The refusal of two of the four under consideration former judges to accept ad hoc appointments (as reported as at the time of publication) has raised the bigger concern, alluded to above. What if no one is interested, how will the case load be managed? Presently, as worded, Article 182 only envisages appointment of former SC judges or sitting High Court judges. Hence, where no or lesser than the desired number of former SC judge(s) are available, the only option left is to consider eligible High Court judges. But, when the High Courts are themselves plagued with surmounting pendency, would it be wise to bring one or more of theirs to the apex Court? Noticeably, the two larger High Courts – the Lahore High Court and the High Court at Sindh, that could potentially feed ad hoc appointments have a large number of vacancies.
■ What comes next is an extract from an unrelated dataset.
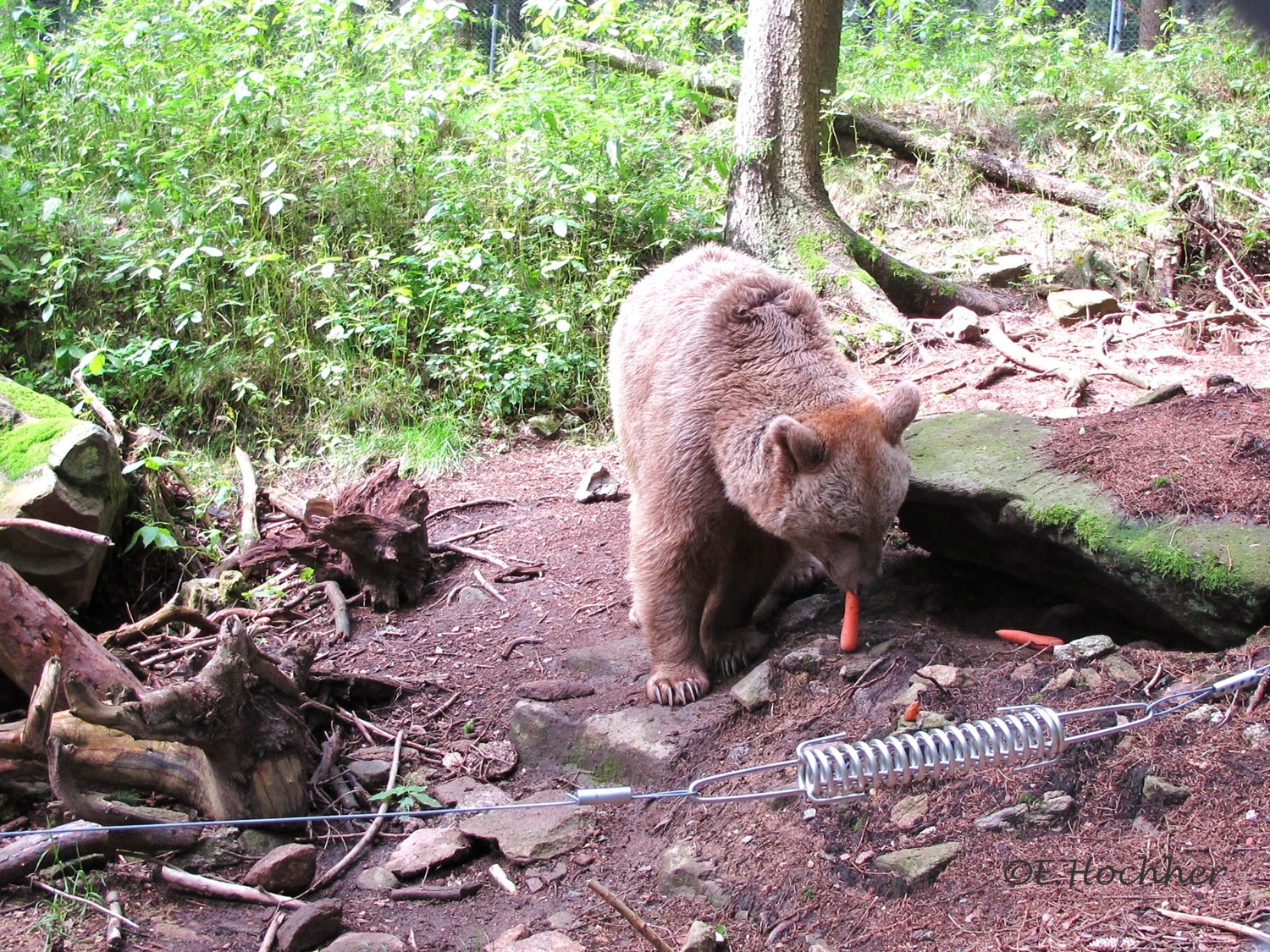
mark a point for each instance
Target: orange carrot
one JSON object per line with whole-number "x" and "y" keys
{"x": 851, "y": 624}
{"x": 1041, "y": 642}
Thus, remaining within the constitutional framework, the only way forward would be to first populate the High Courts to full strength and then pick from amongst the senior cadre a group of judges who can act as ad hoc judges to help reduce the caseload. But, as noted above, this is not going to be a permanent resolution of the problem. The circumstance requires intervention by the Parliament.
The controversy about incumbent government’s legitimacy or capability of the Parliament today to make constitutional amendments aside, there are only two ways out of this mess, and both are through a constitutional amendment. The Parliament may either increase the number of judges or make provision for appointment of ad hoc judges directly from the Bar or both.
Ad hoc appointments must not be projected as another opportunity for post-retirement gainful employment but a response to a higher calling – in this case, a public service with the sole purpose of easing caseload to reduce suffering of the litigating public!
In respect of the latter, based on the nature of cases pending, lawyers specialising in the relevant discipline could be considered, preferably, for a one-year term, extendable to another similar term, but subject to satisfactory performance. Importantly, such cadre of ad hoc judges should only be assigned cases pending before their appointment and not be part of Benches considering cases impacting current political issues or involving questions of public importance. This would allay any concerns of misusing this enabling provision to ensure effective and efficient administration of justice. This point may not be addressed in the constitutional amendment. A truly independent CJP can be trusted to ensure it.
Also, the Chief Justice (or the committee of judges) should not make them part of a Bench headed by him to eliminate suggestions (howsoever unwarranted) that an ad hoc judge will likely tow the chief’s line as a pay back. This provision may attract distinguished lawyers to become temporary judges because they would be able to return to practice, unaffected by the restriction on practice before the Supreme Court or any High Court. Another valid reason for considering lawyers for ad hoc appointments to the Supreme Court is that recently retired judges, respectfully, may well have been contributories to the escalating caseload. It is unfair to expect them to perform more efficiently post retirement.
And, most relevantly, ad hoc appointments must not be projected as another opportunity for post-retirement gainful employment but a response to a higher calling – in this case, a public service with the sole purpose of easing caseload to reduce suffering of the litigating public!
But as they say: who shall live to see the day?